Clinicians, food technologists, and environmentalists all have an interest in generally increased sensitivity and limits of detection for a range of analytes. While the precise demands to meet today’s requirements may be modest in these respects, few would contest the longer term benefits of reliable detection of trace amounts of various diagnostic indicators, additives, or contaminants.

As chemical analysis becomes simpler and more widely available, we can expect more accurate diagnosis and prognosis for different diseases. Nanosensors, capable of providing data through unique technology, could find wide application in monitoring our personal health, the food we eat, and our environmental health. The performance of nano-biochemical sensors is excellent in terms of sensitivity, selectivity, linearity, stability, response time, and reproducibility compared to the traditional biosensors. Nanoparticle labeling procedure is very simple, and the biochemical activity of the labeled compound is almost unaffected. This new approach is critically useful in preventing interference between chemically related analytes.

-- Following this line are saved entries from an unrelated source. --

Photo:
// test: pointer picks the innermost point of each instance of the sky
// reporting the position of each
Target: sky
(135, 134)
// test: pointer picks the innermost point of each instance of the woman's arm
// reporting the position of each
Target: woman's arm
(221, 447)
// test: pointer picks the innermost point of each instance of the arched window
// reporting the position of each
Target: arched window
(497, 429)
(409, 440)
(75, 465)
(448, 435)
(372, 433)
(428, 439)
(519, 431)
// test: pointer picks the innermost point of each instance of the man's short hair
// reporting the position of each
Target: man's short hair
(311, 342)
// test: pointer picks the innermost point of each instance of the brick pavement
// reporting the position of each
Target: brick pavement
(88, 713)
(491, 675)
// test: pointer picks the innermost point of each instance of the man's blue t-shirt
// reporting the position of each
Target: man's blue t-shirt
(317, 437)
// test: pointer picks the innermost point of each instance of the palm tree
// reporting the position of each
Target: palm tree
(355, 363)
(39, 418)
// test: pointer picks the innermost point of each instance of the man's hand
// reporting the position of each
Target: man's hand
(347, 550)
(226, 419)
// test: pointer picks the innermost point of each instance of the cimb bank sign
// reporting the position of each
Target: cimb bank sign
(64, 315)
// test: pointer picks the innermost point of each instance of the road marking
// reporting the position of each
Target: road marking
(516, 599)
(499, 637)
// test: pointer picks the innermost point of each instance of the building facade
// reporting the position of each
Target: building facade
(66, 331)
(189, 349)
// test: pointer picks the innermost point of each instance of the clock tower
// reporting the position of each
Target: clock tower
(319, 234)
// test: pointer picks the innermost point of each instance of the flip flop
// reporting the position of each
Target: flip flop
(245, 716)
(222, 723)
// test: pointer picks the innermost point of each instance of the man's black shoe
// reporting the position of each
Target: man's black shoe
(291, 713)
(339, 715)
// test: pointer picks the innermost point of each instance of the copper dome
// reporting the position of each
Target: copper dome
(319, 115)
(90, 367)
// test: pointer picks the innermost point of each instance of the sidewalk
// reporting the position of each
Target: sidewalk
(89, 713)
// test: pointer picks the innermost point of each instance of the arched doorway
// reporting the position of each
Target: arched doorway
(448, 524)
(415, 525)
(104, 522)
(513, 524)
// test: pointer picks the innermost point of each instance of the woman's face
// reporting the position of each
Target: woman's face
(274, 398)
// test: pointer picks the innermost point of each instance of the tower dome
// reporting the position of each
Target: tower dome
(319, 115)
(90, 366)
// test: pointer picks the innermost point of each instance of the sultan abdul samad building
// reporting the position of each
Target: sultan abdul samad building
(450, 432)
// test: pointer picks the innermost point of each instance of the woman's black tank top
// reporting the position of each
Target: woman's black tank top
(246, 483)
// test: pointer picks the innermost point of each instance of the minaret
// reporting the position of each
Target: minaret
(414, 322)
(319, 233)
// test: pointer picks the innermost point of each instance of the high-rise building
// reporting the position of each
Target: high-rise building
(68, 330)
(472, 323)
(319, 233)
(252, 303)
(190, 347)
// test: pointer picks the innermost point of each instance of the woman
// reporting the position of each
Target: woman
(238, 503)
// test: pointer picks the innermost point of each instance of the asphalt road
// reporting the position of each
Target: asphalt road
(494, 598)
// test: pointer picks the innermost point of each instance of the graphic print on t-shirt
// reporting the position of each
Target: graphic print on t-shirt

The use of core-shell NPs for the biocatalytic transformation of an enzyme could form the basis for the fabrication of an optical sensor for redox compounds. Moreover, the low Km^app value recorded when enzymes were immobilized on nano-biosensors indicates high affinity of sensors to analytes, which is interesting and promising for biosensor electrode construction.

Disclosure

The authors report no conflicts of interest in this work.